Diese Wahrheit beleuchtet den Kern der Osterbotschaft der Christlichen Wissenschaft. Auferstehung, wie Wissenschaft und Gesundheit erläutert, bedeutet: „Vergeistigung des Denkens; eine neue und höhere Idee von der Unsterblichkeit oder dem geistigen Dasein; die materielle Annahme, die dem geistigen Verständnis weicht.“ Als Christen haben wir durch diese tägliche Vergeistigung des Denkens Anteil an Jesu Auferstehung. Seine Auferstehung wird zu unserer, wenn wir ihm auf dem geistwärts gerichteten Weg folgen.

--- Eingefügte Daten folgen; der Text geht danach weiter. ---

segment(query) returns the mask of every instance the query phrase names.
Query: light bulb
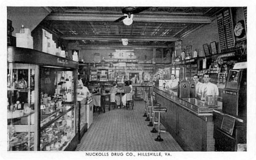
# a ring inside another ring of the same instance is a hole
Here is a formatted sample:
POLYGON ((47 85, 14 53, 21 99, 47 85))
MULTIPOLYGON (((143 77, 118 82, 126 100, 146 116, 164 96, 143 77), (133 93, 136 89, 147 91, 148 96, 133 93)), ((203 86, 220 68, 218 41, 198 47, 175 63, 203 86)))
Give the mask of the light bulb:
POLYGON ((123 20, 124 24, 127 26, 129 26, 133 22, 133 14, 131 14, 131 18, 130 18, 128 17, 127 14, 124 14, 124 15, 127 16, 127 18, 123 20))

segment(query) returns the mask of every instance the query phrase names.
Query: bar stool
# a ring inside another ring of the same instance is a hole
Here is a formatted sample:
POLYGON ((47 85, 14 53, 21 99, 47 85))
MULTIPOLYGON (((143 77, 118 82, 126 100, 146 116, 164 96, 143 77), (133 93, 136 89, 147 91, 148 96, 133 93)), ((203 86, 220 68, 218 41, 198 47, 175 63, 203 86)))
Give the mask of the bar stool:
POLYGON ((146 91, 145 90, 143 90, 142 92, 142 95, 143 96, 143 101, 145 103, 145 109, 144 112, 144 115, 142 116, 143 117, 146 117, 147 116, 147 101, 146 101, 146 91))
POLYGON ((109 102, 109 107, 112 107, 112 108, 115 109, 117 107, 117 101, 115 100, 115 95, 112 94, 110 95, 110 102, 109 102))
MULTIPOLYGON (((151 102, 153 103, 153 97, 151 97, 151 102)), ((153 129, 150 131, 151 133, 156 133, 158 132, 157 130, 156 129, 156 124, 158 124, 158 121, 156 122, 156 114, 154 112, 153 112, 153 129)))
POLYGON ((158 113, 158 135, 157 138, 155 138, 155 140, 157 142, 162 141, 164 140, 161 138, 160 132, 166 132, 166 131, 160 130, 160 113, 166 112, 167 112, 167 108, 165 107, 153 107, 153 112, 158 113))
POLYGON ((146 119, 145 120, 146 121, 150 121, 150 123, 148 124, 147 126, 151 127, 153 126, 153 124, 152 122, 152 118, 153 118, 152 116, 152 114, 153 113, 152 112, 152 109, 154 107, 160 107, 161 106, 161 104, 158 103, 154 103, 153 102, 153 97, 152 96, 150 96, 150 98, 152 100, 151 101, 150 101, 148 100, 147 93, 146 93, 146 94, 147 95, 146 99, 147 100, 147 119, 146 119))
POLYGON ((133 95, 131 93, 126 94, 126 108, 128 109, 130 105, 131 106, 131 108, 133 109, 133 95))

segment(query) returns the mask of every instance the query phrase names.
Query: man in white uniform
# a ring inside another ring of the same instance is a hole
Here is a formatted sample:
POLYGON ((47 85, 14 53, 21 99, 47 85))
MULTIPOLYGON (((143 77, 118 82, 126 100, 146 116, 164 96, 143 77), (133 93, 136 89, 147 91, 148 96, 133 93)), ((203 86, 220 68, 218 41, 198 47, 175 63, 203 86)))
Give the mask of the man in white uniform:
POLYGON ((193 80, 196 84, 196 98, 200 99, 201 96, 199 94, 199 88, 203 83, 199 82, 199 76, 197 74, 195 74, 193 76, 193 80))
POLYGON ((209 74, 205 73, 203 76, 204 83, 199 87, 199 95, 201 97, 201 100, 205 100, 206 96, 214 96, 215 104, 217 104, 219 96, 219 88, 216 84, 210 82, 211 78, 209 74))
POLYGON ((137 74, 134 75, 134 77, 131 78, 131 80, 133 81, 133 83, 136 84, 139 83, 139 77, 137 74))
POLYGON ((171 80, 166 84, 166 88, 171 90, 178 89, 178 82, 175 77, 175 75, 174 74, 171 74, 171 80))

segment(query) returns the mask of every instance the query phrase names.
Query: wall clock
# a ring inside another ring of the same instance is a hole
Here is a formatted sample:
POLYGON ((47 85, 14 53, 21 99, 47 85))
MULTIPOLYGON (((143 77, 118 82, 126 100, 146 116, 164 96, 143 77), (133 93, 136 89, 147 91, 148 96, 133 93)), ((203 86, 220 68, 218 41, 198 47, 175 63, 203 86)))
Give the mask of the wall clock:
POLYGON ((245 35, 245 28, 244 20, 240 20, 237 22, 235 26, 234 32, 235 36, 238 38, 242 38, 245 35))

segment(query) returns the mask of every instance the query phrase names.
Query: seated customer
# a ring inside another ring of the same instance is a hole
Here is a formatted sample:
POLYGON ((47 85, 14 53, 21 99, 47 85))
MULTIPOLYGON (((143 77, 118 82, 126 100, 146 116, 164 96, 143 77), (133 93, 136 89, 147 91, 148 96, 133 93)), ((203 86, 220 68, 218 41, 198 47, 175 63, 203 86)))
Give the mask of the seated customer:
POLYGON ((129 83, 128 81, 125 81, 125 86, 123 87, 123 92, 125 95, 122 97, 122 102, 124 107, 125 106, 126 104, 126 94, 130 93, 131 87, 129 86, 129 83))
POLYGON ((114 82, 113 83, 113 86, 111 87, 110 89, 110 91, 109 91, 109 93, 110 93, 110 102, 115 102, 115 100, 117 100, 117 98, 116 98, 116 94, 117 92, 120 92, 120 90, 117 88, 117 83, 115 82, 114 82))
POLYGON ((131 88, 131 92, 130 92, 130 93, 131 93, 132 94, 133 94, 133 85, 131 85, 131 81, 129 80, 128 81, 128 82, 129 83, 129 87, 131 88))

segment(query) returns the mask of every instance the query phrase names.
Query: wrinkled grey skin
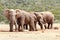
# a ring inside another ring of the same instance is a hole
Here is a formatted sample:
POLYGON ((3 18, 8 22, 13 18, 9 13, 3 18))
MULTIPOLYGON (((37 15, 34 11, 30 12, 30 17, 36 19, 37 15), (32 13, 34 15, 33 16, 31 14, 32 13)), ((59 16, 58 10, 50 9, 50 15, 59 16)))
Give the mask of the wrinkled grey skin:
POLYGON ((18 31, 23 31, 24 25, 29 25, 30 31, 35 31, 36 29, 36 16, 30 14, 29 12, 23 10, 17 10, 20 13, 19 18, 17 19, 18 31))
POLYGON ((46 27, 46 23, 48 24, 48 29, 52 29, 53 26, 53 22, 54 22, 54 15, 49 12, 35 12, 35 15, 37 16, 38 19, 38 24, 41 26, 41 29, 43 29, 43 24, 45 29, 46 27))
POLYGON ((9 20, 10 22, 10 32, 13 31, 13 25, 15 25, 15 31, 17 31, 17 22, 16 22, 16 12, 14 9, 5 9, 3 15, 9 20))

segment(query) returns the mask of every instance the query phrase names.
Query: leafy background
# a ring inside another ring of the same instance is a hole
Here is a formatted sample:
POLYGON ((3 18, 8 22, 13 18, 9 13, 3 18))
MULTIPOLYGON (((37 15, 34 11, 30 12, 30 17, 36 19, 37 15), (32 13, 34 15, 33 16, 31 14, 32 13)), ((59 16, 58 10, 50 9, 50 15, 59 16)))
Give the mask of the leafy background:
POLYGON ((2 15, 4 9, 21 9, 32 11, 51 11, 55 16, 55 22, 60 22, 60 0, 0 0, 0 23, 8 23, 2 15))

Wie groß sind die Freude und der Trost, wenn wir verstehen, warum wir Jesu Beispiel folgen können. Christus zeigt uns, daß wir in unserem wahren Sein immer Gottes Ebenbild gewesen sind, eins mit dem Vater. Deshalb können wir uns jeden Tag eines neuen und höheren Begriffs der Unsterblichkeit oder des geistigen Daseins bewußt werden. Deshalb können wir jeden Tag voll Freude erleben, wie der materielle Glaube dem geistigen Verständnis weicht. Jesus versicherte seinen Nachfolgern für alle Zeiten: „Freut euch aber, daß eure Namen im Himmel geschrieben sind.“
Es liegt kein leichter Weg vor uns, wenn wir die Nachfolge unseres Meisters antreten. Laßt uns darüber aber nie vergessen, daß das Leid der Kreuzigung mit der großen Freude über die Auferstehung vergeht — mit der Freude über den auferstandenen Christus. Die ewige Botschaft des Kreuzes ist nicht Dunkelheit und Verderben, sondern der Triumph des göttlichen Lebens über Verfolgung, Leid und Tod. Die Freude der Auferstehung ist das Aufdämmern der Erkenntnis, daß der Mensch geistig ist, daß Gott unser Leben ist und daß wir in der Tat die Söhne und Töchter Gottes sind. Und diese Freude kann niemand von uns nehmen.